There is certainly a danger in over-interpreting the significance of the words and beliefs of a single person. In the case of Yaycı, many of his statements and actions have been taken as indicators of the rise or fall of different factions within Ankara. Reading too much into each of his expressions or acts may give way to what one commentator has likened to “Turkish Kremlinology,”  wherein small signs are erroneously parsed for profound meaning. If there is something to be gleaned from his post-retirement interactions with the press, it is perhaps how his views reflect important points of agreement among Turkish policymakers today. Whatever his personal opinions may be with respect to domestic politics, it is clear that Yaycı, like many officers and common citizens, prioritizes his loyalty and service to the Turkish state. His stated desire to strengthen the Turkish state, and promote its national interests abroad, is one that binds him to individuals found across Turkey’s political spectrum.

There are few in Turkey, even among Erdoğan’s opponents, who would reject his depiction of Greece as the country’s chief nemesis on the high seas. Yaycı’s belief that history and geography predestine Turkey’s ascendency as a major power now holds nearly universal appeal in the country. In this regard, securing Turkey’s Blue Homeland has been broadly adopted as a national imperative by both government loyalists and dissidents. To a large extent, this general consensus stands as a testament to the enduring power of Kemalist ideology. Kemalism, as one Turkish scholar recently put it, should be understood as a more diffused force in Turkish politics and society. As one of the cornerstones of Turkish education and national identity, aspects of Kemalism inform the worldview of Islamic conservatives, leftists, and nationalists of various stripes.
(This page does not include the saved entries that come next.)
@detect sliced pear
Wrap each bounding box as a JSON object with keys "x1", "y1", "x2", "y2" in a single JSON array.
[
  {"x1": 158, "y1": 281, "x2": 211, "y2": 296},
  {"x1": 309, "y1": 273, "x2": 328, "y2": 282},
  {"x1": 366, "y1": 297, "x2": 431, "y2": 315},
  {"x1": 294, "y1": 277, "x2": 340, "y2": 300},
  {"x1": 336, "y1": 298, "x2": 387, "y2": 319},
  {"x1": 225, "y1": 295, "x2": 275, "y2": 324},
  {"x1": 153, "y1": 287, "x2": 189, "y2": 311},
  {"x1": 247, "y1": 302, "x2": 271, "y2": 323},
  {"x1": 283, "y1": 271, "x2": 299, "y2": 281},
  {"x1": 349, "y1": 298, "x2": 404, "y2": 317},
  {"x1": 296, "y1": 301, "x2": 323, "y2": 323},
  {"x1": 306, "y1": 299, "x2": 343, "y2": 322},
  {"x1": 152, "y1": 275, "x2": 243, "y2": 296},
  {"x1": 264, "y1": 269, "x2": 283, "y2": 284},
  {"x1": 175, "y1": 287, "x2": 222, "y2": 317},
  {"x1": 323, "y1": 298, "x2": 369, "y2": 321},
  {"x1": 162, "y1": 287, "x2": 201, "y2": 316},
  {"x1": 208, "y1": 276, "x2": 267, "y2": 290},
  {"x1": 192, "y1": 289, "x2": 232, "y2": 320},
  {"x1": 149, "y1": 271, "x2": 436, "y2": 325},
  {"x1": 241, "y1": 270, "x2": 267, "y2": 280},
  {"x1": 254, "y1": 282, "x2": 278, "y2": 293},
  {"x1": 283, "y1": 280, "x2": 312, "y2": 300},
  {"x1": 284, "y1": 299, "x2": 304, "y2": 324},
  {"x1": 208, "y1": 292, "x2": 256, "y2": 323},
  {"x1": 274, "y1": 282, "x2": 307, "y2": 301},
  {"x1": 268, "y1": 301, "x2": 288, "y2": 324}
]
This shared idiom and base of reference is among the factors that allow Yaycı, Erdoğan, and others to find common cause in the service of the Turkish state. That is not to say that partisan or personal differences within this circle are irrelevant. Erdoğan, for example, may part company with Yaycı in leaning closer to Gürdeniz’s animosity towards the United States.  In the long term, the common ground shared between these various camps will likely remain critical to the future of Turkish foreign policy. It is for this reason that Yaycı’s vision of a more combative and self-aggrandizing Turkey is likely to endure, if not grow more entrenched, for some time to come.

 

 

Ryan Gingeras is a professor in the Department of National Security Affairs at the Naval Postgraduate School and is an expert on Turkish, Balkan, and Middle East history. He is the author of five books, including most recently, Eternal Dawn: Turkey in the Age of Atatürk. His Sorrowful Shores: Violence, Ethnicity, and the End of the Ottoman Empire received short-list distinctions for the Rothschild Book Prize in Nationalism and Ethnic Studies and the British-Kuwait Friendship Society Book Prize. The views expressed here are not those of the Naval Postgraduate School, the U.S. Navy, the Department of Defense, or any part of the U.S. government.